Miré su vulva. Estaba más húmeda que antes de darle el primer golpe. ¡Así que a la guarrilla le excita que le den! ¡Muy bien! ¡Adelante entonces! Le di el segundo golpe en la otra nalga. Ella soltó un gemido más fuerte. Su vulva se humedeció más aún. Aflojé un poco la cuerda que le pasaba por la vulva y se la eché a un lado. La acaricié con tres dedos, de abajo a arriba, de forma que uno de mis dedos pasaba por el hueco entre los labios mayores y los otros dos por los lados de ambos, pellizcándolos un poquito entre los tres. Continué hacia arriba hasta el ano, humedeciéndolo con los jugos que había recogido más abajo. El cuerpo de ella inició un movimiento hacia atrás para apretarse más contra mis dedos, pero estaba demasiado bien atada para poder hacerlo, así que se quedó con las ganas.

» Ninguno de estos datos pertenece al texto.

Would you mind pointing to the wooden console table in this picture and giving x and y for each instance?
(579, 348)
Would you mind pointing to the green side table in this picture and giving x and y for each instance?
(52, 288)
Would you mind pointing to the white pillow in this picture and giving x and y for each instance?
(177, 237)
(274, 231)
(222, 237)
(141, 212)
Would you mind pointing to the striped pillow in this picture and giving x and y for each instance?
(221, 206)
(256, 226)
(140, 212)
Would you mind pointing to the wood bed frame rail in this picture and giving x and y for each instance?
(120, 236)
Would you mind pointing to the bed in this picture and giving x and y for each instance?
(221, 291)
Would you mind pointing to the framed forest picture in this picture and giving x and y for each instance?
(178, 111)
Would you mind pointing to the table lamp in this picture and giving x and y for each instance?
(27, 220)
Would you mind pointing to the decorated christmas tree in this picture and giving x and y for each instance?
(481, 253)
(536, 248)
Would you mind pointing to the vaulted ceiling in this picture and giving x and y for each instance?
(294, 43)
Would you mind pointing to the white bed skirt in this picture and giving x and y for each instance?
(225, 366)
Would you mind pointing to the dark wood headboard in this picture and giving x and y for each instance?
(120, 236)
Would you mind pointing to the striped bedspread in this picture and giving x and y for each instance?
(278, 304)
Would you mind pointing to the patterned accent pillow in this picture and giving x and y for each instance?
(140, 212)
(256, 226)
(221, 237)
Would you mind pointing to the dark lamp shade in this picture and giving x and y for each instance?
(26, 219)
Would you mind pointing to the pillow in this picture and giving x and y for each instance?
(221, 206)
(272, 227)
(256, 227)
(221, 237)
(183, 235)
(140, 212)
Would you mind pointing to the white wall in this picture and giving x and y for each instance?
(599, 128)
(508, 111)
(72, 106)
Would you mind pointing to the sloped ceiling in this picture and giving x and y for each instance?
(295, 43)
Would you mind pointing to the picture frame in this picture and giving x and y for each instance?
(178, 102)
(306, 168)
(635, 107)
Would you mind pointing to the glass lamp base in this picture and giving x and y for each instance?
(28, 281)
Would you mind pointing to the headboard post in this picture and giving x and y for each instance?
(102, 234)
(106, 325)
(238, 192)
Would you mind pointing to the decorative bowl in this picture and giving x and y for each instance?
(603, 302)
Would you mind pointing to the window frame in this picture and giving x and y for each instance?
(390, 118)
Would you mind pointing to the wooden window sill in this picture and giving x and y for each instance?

A continuación el tercer golpe, de nuevo en la nalga derecha. Ella ya no pudo evitar un gritito. Volví a pasar la mano. Estaba más húmeda si cabe que antes. Nuevo golpe en la izquierda. Nuevo grito un poco más fuerte. Esta vez, cuando le toqué la vulva soltó un buen gemido. Yo veía correr sus jugos por los muslos hasta las rodillas para acabar mojando el suelo. Por la forma en que dejó caer su cuerpo sobre la mesa me di cuenta de que se había corrido, y eso con sólo cuatro palmadas en las nalgas y unos roces.
Empecé a acariciarle la espalda, el pelo, la nuca, el trasero… Cuando estuve seguro de que no lo esperaba le di la quinta palmada. Bastante fuerte. Ella soltó un gran gemido y su cuerpo se tensó de nuevo. Sin esperar un momento le di la sexta. Volví a acariciarle la vulva. Chorreaba. María gemía ya incontroladamente. Parecía que estaba a punto del segundo orgasmo. Me coloqué al otro lado de la mesa y le puse la polla delante de la cara. Ella no lo dudó. La cogió con los labios y empezó a chupar. Mientras tanto yo le acariciaba la espalda y se la masajeaba con fuerza, aplastándole el pecho contra la mesa. Desde esa misma postura le di la sexta palmada. Se oyó un ruido ahogado porque tenía la boca llena. Intensificó la mamada. Yo seguí golpeando hasta llegar a diez. Con el décimo María pareció correrse, pero no paró de chupar hasta que poco después me corrí como un salvaje. No recordaba una corrida igual. Ella estaba como desmayada. Yo diría que no inconsciente, pero casi. Su trasero presentaba marcas rojas muy intensas.
Me fui al baño, busqué una crema para refrescarle el trasero y le traje una crema hidratante que seguramente le aliviaría el escozor y se la puse.
La dejé un rato atada a la mesa hasta que se espabiló un poco y luego la desaté. Todavía con el collar y la cadena, la llevé a su dormitorio y la levanté hasta tumbarla en la cama. A duras penas pudo subir hasta allí, con mi ayuda. A continuación me tumbé a su lado y la abracé. Así pasamos la noche. Los dos estábamos agotados. Y dormimos como troncos.
Al día siguiente ocurrirían más cosas, pero eso es otra historia que contaré en otro relato.